Opening his eyes—he had again not been aware of closing them—Taudde checked his own work and found it sound. “All that’s left is some fairly clumsy mageworking,” he told Leilis. “I expect any mage could remove it. Certainly he could.” He nodded at the king’s mage, who looked sardonic but did so with a brief gesture.
Taudde took Leilis’s hands in his own once more. The spark that jumped between them this time owed nothing to magic. Nor was it at all unpleasant. He smiled at the woman, a little uncertainly, trying to decide whether she felt that spark as well. Then she lifted her gray eyes to meet his, and he knew she did. Even given the uncertainty of their respective positions, he found he was glad. He looked warily at the king. “She is free? You will not harm her? She never meant harm to you, or to Lonne.”
“She deliberately chose to break my law,” Geriodde Nerenne ken Seriantes answered, his tone neutral. “But I have pardoned her. She is free. I shall do her no harm. Nor need you inquire on behalf of your servant. I shall save us all the time and assure you once more that him, too, I have pardoned.”
Taudde bent his head to the king in a second gesture of sincere gratitude and looked at Benne.
The big man slowly walked forward. He had a small flat box attached to his belt and a quill thrust through his hair above his ear, in the manner of a scribe.
“You went to the king? On my behalf?” Taudde asked the man and, at the wary nod Benne returned, “I would not have expected that—nor asked it of you. I am grateful you would take such a risk, and glad of the chance to return the good you have done for me.” He let his hands travel over the strings of his finger harp, smiling at the fragile purity of the notes.

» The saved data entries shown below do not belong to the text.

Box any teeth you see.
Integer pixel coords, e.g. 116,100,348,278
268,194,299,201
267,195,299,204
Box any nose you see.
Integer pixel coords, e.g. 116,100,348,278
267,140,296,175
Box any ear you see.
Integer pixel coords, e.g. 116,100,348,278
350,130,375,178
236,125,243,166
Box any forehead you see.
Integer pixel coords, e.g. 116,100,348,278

Music could not restore wholeness to a cut tongue. That was not, so far as Taudde knew, within the realm of sorcery. But he had a different technique in mind, for a bard knows that sound is shaped out of minute vibrations of the air, and that there are many ways to shape a voice that do not depend on a wholeness of body.

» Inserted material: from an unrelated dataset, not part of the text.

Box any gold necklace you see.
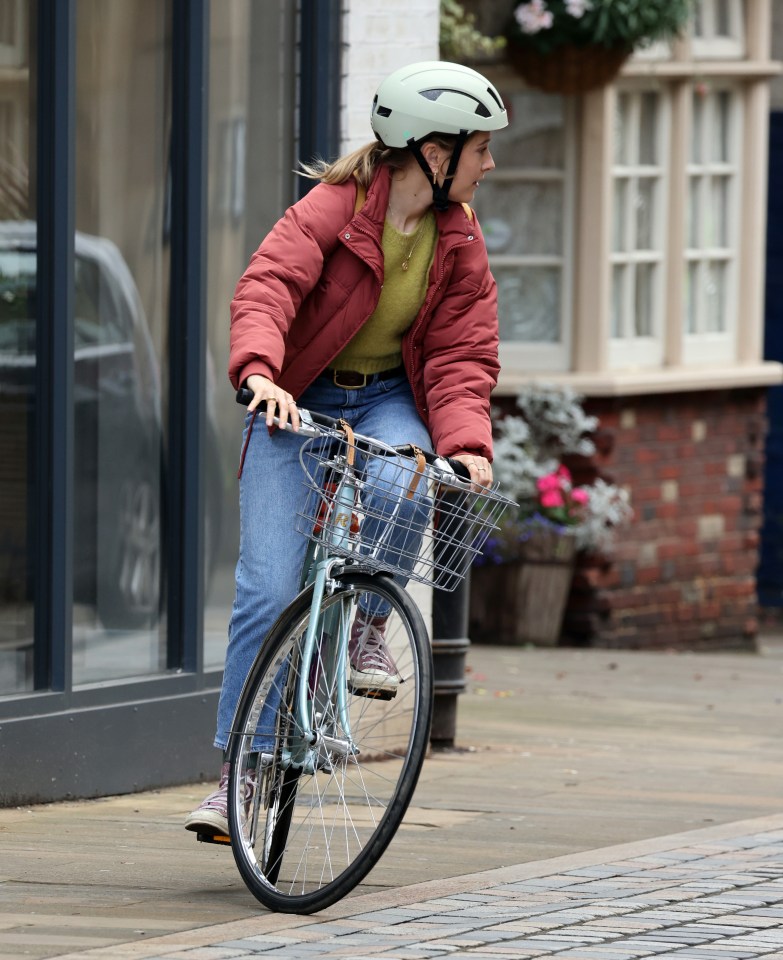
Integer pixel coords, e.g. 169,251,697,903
401,227,424,272
388,203,425,272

Now Taudde created, with purity of music and clarity of intention, a voice that would not require an entire tongue. He fixed this voice to Benne’s intention. Then, leaving the music of his harping to linger, persistent, in the air, he reached out and lifted the box from Benne’s belt. It held small, fine leaves of paper and thin parchment and an extra quill, exactly as Taudde had expected. Taudde curved the quill into a circle and folded a bit of parchment across the circle thus formed, fixing it in place with a touch. He caught the last lingering notes of his harp in this tiny drum, and then offered it to Benne. “Touch it lightly as you speak,” he instructed the other man. He infused his tone with assurance, because Benne’s own trust and belief were necessary to the sorcery Taudde was still framing.
Benne slowly took the drum from Taudde’s hand and brushed the parchment with his thumb. He opened his mouth, and anyone expecting ordinary speech would surely have thought his deep gravelly voice came from his throat. It was exactly the sort of voice Taudde had expected from the man. It sounded perfectly natural. But those who had seen the sorcery done knew that Benne’s voice actually came from the drum he held in his hand.
“Will this restore my voice?” he asked, and paused. He went white, and then flushed—and then paled again, and put a hand out blindly to a carved table in order to keep his feet. For a moment, Taudde thought the table would collapse under Benne’s weight, but it held. After another moment, the big man steadied and looked up again.
“I know no way to restore your tongue,” Taudde explained, opening a hand in apology. “I will continue to consider the problem, if—that is, I will consider it. This solution is a little cumbersome, I know.”
Benne opened his mouth—then touched the drum. “It is my voice,” he said, and the great amazement and joy in his deep voice was unmistakable. “You have given me this. My lord—” His voice failed, but only for the intensity of emotion that overcame him. He went to his knees and bowed to the floor in fealty, never glancing at the King of Lirionne. Taudde did, quickly, and saw the ironic look in the king’s pale eyes.
Taudde bent and touched Benne’s powerful shoulder. “You should offer me nothing. You owe me nothing,” he said urgently.
“I think you will find he does not agree,” the king said drily. “That is your servant, Prince Chontas Taudde ser Omientes ken Lariodde. I could hardly mistake it. But he is a free man of Lirionne and at liberty to take service where he chooses. Even with a foreign prince, if he must.”
Taudde bowed, for once wordless. Benne rose to his feet and stepped to the side, turning to set himself at Taudde’s side. The big man’s steady presence was oddly comforting.